American mercenary Frederick Ward & the creation of the Ever Victorious Army
A southern Baptist view on the Taiping - very Old Testament influenced
The rise of Empress Dowager Cixi - the new ruler of the Qing. She purged many of the prior emperor’s advisors to secure her own power.
Cholera devastated China during the war - with 1/8th of the population of the area surrounding Shanghai dying in a few months.
Piracy had made the interior more important than the coast in the past, but growth of foreign trade and technology had made the coastal areas more valuable by mid 19th century
Zeng Guofan created a personal power base, supported by empress dowager Cixi and her advisors.
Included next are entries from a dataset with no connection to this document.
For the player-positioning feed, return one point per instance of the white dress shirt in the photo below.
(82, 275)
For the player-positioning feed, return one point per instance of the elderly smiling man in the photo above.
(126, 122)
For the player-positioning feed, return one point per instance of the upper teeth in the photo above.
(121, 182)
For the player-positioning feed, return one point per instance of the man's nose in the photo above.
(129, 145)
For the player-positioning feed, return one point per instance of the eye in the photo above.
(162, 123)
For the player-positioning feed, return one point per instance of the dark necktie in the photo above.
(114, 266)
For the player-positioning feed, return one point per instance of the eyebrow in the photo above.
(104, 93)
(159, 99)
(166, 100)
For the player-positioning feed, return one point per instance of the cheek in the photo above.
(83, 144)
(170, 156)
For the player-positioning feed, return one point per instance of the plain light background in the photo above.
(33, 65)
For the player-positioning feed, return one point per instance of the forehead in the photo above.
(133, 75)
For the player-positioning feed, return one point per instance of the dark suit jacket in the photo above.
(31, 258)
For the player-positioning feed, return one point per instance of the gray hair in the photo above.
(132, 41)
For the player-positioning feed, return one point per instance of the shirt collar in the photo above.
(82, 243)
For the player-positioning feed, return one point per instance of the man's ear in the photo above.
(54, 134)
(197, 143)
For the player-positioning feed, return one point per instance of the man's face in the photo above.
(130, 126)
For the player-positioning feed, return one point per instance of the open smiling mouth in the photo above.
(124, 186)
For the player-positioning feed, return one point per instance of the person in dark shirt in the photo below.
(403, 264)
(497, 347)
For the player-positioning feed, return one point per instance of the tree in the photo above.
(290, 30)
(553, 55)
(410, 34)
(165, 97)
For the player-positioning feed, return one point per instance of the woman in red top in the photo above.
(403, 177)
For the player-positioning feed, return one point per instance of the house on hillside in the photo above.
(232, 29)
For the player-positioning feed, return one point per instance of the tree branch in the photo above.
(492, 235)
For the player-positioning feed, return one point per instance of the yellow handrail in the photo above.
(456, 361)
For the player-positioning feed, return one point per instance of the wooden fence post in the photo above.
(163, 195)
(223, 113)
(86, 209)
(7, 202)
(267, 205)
This was part of a trend wherein authority increasingly vested in ethnic Chinese and local officials. This would culminate in the Warlord Era after Xinhai Revolution.
Qing central government wanted a diverse & multiethnic navy, while Zeng Guofan preferred a fleet manned entirely by his fellow Hunanese.
Towards the end of the war, lands were so devastated that people were resorting to cannibalism. Qing loyalists were delighted - no people meant no rebels.
The Fall of Nanjing & the end of the Taiping was a brutal affair. One local girl’s story survives. Her family was killed by a Qing soldier, who took her away as a bride. She wrote her story, killed her husband, then killed herself.
At the end of the war. Zeng Guofan was the most powerful man in China. His brother counseled him to topple the Qing and proclaim himself emperor. He remained loyal to the Qing dynasty and the Empress Dowager.
Ranges of the death toll from the war are from 20 million to 70 million. No census records are available, so the truth is difficult to determine.
I learned a tremendous amount from this book. My main issue was the gap in the narrative from when the Taiping were assorted militias to when they took Nanjing. Perhaps a lack of available sources?
@stephenrplatt I thoroughly enjoyed your book on the Opium War as well. Great work!